Mostrar a prática como atividade prazerosa é prioridade
Autor: Leonardo Meira - Jornal Santuário
03/06/2011
Cento e noventa e dois milhões de habitantes. Quinta nação mais populosa do planeta e um país de dimensões continentais repleto de... não leitores. Segundo dados da última edição do estudo Retratos da Leitura no Brasil, publicada em 2008, somente 66,5 milhões de pessoas encaixam-se no perfil “leitores” – leram ao menos um livro nos últimos três meses anteriores à pesquisa –, o equivalente a apenas 35% da população.

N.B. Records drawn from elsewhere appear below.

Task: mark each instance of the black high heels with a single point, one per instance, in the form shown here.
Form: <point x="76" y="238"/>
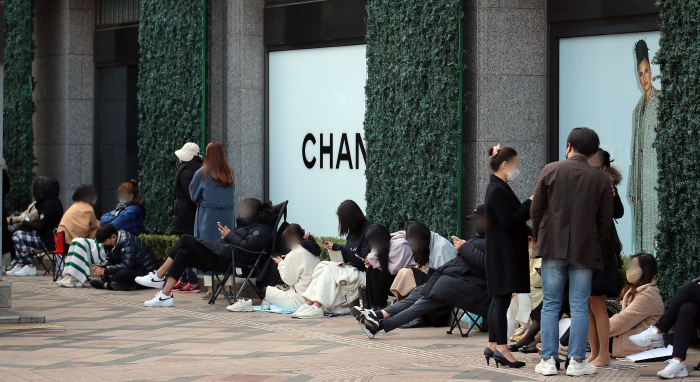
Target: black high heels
<point x="488" y="354"/>
<point x="500" y="359"/>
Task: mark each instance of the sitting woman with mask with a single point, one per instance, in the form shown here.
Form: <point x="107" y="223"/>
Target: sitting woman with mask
<point x="253" y="229"/>
<point x="129" y="213"/>
<point x="296" y="268"/>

Os motivos para a falta de uma cultura literária no país são os mais variados. Passam pelos historicamente elevados preços das publicações, falta de políticas públicas claras para o setor, baixos níveis de escolaridade e de poder aquisitivo da população, ausência de equipamentos culturais eficazes – como bibliotecas públicas –, vinculação entre livro e obrigações escolares e, principalmente, o imaginário coletivo. Quem já não ouviu máximas como “o brasileiro não gosta de ler”, “não se interessa por cultura”? Segundo a coordenadora do Grupo de Pesquisa Alfabetização, Leitura e Escrita (Alle) da Faculdade de Educação da Universidade Estadual de Campinas (Unicamp), doutora Lilian Lopes, essa é uma falsa ideia que termina por justificar a ausência de pesados e necessários investimentos nessa direção. “Se desejarmos um trânsito que seja livre e possível a muitos por toda a gama de esferas culturais, temos de entender que construir uma nação nesse sentido requer bastante esforço dos órgãos públicos e civis e é um projeto de longa duração”, afirma.
“Ler” ocupa o 5º lugar na lista do que o brasileiro mais gosta de fazer durante o tempo livre, com 35% da preferência (60 milhões de pessoas), segundo a pesquisa Retratos. E o que fazer para inverter essa equação? O consenso é que uma grande teia de relações precisa ser tecida, contando com o somatório de esforços de todos os agentes sociais.
Mesmo que ainda sejam necessárias ações mais efetivas de todas as esferas da sociedade para que mudanças mais plausíveis se concretizem, há sinais de que há esperança pela frente. Entre 2009 e 2010, por exemplo, houve um incremento de 9,6% nas vendas das livrarias de todo o país, segundo dados da Associação Nacional de Livrarias (ANL), e 13% a mais de pessoas consumiram algum bem cultural, de acordo com pesquisa feita pela Fecomércio-RJ. O número de leitores também aumentou consideravelmente entre 2000 e 2007, passando de 26 milhões para 66,5 milhões de leitores, conforme a Retratos.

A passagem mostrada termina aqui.